Bug 202 - remote_worker error creating log cursor
Summary: remote_worker error creating log cursor
Status: NEW
Alias: None
Product: Slony-I
Classification: Unclassified
Component: slon (show other bugs)
Version: 2.0
Hardware: PC Linux
: low major
Assignee: Slony Bugs List
URL:
Depends on:
Blocks:
 
Reported: 2011-04-21 01:43 UTC by Jason Tevnan
Modified: 2011-05-02 00:39 UTC (History)
1 user (show)

See Also:


Attachments
Full cursor declaration (2.08 KB, text/x-sql)
2011-04-21 01:43 UTC, Jason Tevnan
Details

Note You need to log in before you can comment on or make changes to this bug.
Description Jason Tevnan 2011-04-21 01:43:14 UTC
Created attachment 89 [details]
Full cursor declaration

Slony can not continue replicating after mal-formed txid_snapshot is generated.

As far as i can see from the remote_worker.c src file, the log cursor is generated on the fly: in which case the txid_snapshot was calculated wrongly:

In my case in the line:
"pg_catalog".txid_visible_in_snapshot(log_txid, '204108434:204108466:204108434,204108435,204108435,204108439,204108441,204108444,204108447,204108449,204108451,204108453')
the xip_list contains two identical entries: <snip>204108435,204108435,</snip>

Due to the nature of this error, i set the severity to major (i had to do an initial set up the replication cluster).

If this is a known issue, please close it. 
Regards
Comment 1 Steve Singer 2011-04-21 05:51:51 UTC
Did you happen to get a dump of sl_event from your origin containing the details of the SYNC events involved?

Also what version of slony and postgresql are you using.
Comment 2 Jason Tevnan 2011-04-21 06:11:54 UTC
of course i forgot the most important info - Version infos:
Slony version: 2.0.4
Postgres: 8.4.7
running on Ubuntu 10.04 LTS

The only dump i have of the replication schema is dated 3 hours prior to the incident.
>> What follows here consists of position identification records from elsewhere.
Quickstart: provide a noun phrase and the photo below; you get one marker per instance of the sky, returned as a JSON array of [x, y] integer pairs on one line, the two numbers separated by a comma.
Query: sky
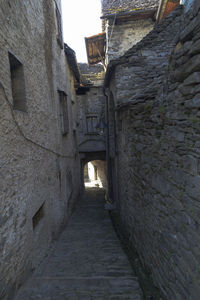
[[81, 18]]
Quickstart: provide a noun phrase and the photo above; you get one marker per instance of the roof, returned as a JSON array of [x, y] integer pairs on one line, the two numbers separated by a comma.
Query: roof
[[165, 7], [95, 46], [91, 74], [133, 15], [124, 59], [117, 6], [71, 58]]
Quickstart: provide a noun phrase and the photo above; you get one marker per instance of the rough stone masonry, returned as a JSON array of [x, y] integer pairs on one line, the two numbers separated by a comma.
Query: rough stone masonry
[[156, 88], [39, 166]]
I have been following up on the issue myself as well, and admit that the issue is not in the remote_worker, but rather in the event creator: 

approx. line 3834 in remote_worker.c:
(void) slon_mkquery(&new_qual,
	"(log_txid < '%s' and "
        "\"pg_catalog\".txid_visible_in_snapshot(log_txid, '%s'))",
	event->ev_maxtxid_c, event->ev_snapshot_c);
Comment 3 Steve Singer 2011-04-21 06:48:24 UTC
(In reply to comment #2)

The event creation code (in slony1_funcs.c) just calls 

"pg_catalog\".txid_current_snapshot(),

to get the list of in progress txids
Comment 4 Jason Tevnan 2011-04-21 07:10:35 UTC
> "pg_catalog\".txid_current_snapshot(),

I see how the list is constructed now: tranaction ids between: currenttxid  and oldtxid are then racked up into the event. Of course, without a dump of the event table it is hard to reconstruct, yet the only way a situation in which two identical txids can occur in my original post is that the event table has two identical entries for this txid.
Please correct me if i am wrong, but wouldn't a unique clause on the ev_snapshot hinder a problem like this from occurring?
Thanks for your time.
Comment 5 Jan Wieck 2011-04-25 07:55:19 UTC
As far as I can tell, this is erroneous data produces by Postgres itself. Slony uses txid_current_snapshot() to get that snapshot datum, which now apparently cannot pass through a data type output+input cycle.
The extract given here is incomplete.